Almost immediately, a couple appeared to my inner sight. They were dressed like royals of a long time ago, perhaps from the early Middle Ages. They wore simple crowns. The woman's flowing dress was fern green and the gold decoration of the collar evoked ripe ears of corn. She word a necklace of red stones the color of strawberries. A voice spoke in my mind, an inner soundtrack. It was telling me that the legend of Libuše and her plowman, as commonly told, is incomplete. Přemysl's employment is no lowly estate; he is the chosen consort of a goddess of the land, and through their sacred marriage, he will plow and fertilize the Earth to bring new abundance.

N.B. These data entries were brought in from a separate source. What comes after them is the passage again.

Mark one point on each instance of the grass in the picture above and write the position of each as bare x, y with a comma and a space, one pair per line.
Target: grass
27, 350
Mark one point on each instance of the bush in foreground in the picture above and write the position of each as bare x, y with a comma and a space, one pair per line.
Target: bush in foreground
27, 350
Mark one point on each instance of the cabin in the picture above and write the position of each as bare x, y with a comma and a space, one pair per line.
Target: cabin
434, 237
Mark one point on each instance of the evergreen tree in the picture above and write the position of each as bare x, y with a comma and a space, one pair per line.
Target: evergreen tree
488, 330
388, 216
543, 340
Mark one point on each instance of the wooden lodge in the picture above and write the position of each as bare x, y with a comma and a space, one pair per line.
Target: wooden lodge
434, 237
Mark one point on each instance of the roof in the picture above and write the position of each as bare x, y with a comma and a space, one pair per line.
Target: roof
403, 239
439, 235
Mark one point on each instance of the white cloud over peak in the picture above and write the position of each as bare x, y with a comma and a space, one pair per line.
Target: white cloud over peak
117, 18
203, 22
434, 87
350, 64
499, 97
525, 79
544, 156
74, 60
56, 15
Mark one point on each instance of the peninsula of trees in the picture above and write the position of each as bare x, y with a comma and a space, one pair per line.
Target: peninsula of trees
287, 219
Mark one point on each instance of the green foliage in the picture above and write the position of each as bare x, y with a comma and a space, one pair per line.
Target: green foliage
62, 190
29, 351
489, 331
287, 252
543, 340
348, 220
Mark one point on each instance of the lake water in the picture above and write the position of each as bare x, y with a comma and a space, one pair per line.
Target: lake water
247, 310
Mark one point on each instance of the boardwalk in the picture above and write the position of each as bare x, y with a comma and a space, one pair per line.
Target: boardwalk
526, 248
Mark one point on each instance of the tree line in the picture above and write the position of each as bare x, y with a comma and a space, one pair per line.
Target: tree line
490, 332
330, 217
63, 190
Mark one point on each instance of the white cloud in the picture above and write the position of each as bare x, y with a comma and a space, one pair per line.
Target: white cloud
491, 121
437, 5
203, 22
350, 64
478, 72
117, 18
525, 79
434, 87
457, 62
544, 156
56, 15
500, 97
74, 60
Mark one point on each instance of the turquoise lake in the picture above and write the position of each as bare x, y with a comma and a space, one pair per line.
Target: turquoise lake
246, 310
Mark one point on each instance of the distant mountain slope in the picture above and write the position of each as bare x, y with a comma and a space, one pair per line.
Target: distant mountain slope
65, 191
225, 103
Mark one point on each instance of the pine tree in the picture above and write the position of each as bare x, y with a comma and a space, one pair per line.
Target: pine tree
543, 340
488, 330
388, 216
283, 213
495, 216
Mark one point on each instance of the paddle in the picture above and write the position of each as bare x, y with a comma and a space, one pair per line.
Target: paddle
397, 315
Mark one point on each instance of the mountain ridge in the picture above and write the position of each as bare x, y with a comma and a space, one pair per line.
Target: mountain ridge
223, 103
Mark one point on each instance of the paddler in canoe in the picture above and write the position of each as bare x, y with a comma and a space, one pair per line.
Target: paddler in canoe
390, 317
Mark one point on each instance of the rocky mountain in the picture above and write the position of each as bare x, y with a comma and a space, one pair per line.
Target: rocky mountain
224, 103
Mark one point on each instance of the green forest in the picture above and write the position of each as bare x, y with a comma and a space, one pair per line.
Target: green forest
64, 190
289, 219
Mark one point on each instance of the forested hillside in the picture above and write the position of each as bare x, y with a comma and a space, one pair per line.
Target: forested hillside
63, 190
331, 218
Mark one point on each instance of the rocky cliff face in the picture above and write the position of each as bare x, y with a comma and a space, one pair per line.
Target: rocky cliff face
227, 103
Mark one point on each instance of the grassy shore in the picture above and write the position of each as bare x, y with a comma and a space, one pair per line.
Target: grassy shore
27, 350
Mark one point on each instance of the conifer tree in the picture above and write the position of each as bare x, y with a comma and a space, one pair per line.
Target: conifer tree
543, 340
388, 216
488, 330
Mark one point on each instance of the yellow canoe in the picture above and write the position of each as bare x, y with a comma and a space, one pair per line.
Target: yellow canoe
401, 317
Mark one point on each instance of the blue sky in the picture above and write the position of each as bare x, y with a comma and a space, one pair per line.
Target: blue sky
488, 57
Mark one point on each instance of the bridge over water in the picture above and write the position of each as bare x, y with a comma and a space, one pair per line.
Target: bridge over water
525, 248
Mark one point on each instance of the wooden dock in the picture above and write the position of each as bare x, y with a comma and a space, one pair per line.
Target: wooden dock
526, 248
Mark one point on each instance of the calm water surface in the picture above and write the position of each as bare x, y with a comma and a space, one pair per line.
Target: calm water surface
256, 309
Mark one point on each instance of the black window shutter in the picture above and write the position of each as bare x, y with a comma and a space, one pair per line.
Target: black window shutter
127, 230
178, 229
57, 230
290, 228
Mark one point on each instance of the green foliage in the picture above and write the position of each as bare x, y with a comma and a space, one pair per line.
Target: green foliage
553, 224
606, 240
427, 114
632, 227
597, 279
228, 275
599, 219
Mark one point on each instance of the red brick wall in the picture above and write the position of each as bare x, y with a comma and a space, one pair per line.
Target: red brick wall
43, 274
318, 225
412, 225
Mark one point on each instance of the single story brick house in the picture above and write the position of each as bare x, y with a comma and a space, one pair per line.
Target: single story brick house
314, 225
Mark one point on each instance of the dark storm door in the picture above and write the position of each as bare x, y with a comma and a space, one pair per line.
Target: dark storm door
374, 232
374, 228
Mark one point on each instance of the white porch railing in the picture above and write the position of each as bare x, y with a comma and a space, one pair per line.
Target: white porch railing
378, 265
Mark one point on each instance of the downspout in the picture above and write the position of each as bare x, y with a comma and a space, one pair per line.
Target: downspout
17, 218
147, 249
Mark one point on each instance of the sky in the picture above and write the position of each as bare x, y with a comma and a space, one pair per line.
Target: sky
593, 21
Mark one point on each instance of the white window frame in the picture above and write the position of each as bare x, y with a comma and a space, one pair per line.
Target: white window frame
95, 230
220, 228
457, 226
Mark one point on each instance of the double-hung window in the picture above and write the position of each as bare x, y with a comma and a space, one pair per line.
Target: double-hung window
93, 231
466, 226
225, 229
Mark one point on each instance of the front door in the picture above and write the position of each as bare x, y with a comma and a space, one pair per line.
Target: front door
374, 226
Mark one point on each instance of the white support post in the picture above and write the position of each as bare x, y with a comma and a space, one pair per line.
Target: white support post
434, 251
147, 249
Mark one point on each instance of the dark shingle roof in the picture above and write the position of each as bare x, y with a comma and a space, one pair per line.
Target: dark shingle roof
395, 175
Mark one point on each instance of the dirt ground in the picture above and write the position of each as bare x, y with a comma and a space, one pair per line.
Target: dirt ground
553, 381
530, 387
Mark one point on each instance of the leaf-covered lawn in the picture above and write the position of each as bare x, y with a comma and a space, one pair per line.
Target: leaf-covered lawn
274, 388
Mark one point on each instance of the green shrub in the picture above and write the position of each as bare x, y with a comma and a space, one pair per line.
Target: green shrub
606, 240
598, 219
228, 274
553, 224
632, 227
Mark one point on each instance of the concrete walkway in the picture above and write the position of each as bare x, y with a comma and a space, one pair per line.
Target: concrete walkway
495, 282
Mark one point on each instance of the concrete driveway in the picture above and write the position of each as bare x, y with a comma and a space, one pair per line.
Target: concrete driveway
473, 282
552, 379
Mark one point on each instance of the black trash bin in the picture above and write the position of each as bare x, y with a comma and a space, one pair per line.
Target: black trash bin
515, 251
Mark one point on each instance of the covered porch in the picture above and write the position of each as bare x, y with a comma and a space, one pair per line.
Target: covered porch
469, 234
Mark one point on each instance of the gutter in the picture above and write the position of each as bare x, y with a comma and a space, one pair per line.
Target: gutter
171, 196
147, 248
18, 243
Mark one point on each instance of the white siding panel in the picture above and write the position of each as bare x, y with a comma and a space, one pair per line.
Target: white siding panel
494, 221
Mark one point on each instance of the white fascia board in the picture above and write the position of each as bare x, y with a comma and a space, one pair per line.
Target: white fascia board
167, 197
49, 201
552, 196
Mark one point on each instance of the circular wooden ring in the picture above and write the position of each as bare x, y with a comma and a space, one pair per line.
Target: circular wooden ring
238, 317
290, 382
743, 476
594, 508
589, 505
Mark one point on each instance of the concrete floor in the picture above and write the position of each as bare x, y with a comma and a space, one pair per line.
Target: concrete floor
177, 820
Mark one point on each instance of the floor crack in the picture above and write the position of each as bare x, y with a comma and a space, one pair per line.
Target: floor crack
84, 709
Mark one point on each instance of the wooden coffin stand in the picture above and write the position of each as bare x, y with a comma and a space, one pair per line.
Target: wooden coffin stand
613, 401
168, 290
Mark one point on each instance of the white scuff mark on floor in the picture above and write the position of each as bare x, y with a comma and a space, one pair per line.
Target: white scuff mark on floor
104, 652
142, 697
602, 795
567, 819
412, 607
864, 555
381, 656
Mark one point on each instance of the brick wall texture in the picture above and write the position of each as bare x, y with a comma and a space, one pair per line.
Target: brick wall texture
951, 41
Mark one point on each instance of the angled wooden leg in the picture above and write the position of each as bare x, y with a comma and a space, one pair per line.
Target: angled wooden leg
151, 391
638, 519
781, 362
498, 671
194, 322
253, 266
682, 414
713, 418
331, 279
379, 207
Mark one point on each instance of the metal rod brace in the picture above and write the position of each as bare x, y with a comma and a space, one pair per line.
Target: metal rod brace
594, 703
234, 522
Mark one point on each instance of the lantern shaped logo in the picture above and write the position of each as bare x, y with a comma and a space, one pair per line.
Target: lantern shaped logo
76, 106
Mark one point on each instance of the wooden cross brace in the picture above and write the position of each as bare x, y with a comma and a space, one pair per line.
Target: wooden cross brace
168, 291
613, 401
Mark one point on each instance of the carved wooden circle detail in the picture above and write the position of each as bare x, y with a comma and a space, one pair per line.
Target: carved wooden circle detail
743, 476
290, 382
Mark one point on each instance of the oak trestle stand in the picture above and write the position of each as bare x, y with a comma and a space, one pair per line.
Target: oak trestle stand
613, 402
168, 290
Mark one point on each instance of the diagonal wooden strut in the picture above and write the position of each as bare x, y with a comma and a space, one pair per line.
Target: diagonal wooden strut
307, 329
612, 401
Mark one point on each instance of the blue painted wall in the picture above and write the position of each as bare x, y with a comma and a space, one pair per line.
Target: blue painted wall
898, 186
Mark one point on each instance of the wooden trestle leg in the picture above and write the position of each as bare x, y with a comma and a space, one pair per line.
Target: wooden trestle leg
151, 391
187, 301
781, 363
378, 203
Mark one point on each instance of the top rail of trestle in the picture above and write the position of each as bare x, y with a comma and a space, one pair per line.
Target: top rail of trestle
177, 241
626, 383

His sandal is not broken. It hangs loose because he is an adept at traveling in and out of the body, a walker between worlds.
When Libuše sends her white horse, riderless, to find him, she is projecting one of her own forms. Like Epona, she can be seen on a white horse or as a white horse, a favorite avatar of goddesses of the land in Old Europe.
The next day, I followed the course of the Berounka river to Tetin, where a hill with marvelous views of the river valley is named after Teta, the magician sister of Libuše. I saw elements of her story in a vision here. I knew Teta for a fierce proud woman who would not easily yield what belonged to her and might be ready to take things she wanted - such as a man - from others.
I sensed a third location, a hill of Kasi, the healer, that is not identified in the maps or (so far as I know) in the folklore. Three faces of feminine power, perhaps three aspects of the Goddess of the land.
Clues for further dream archaeology.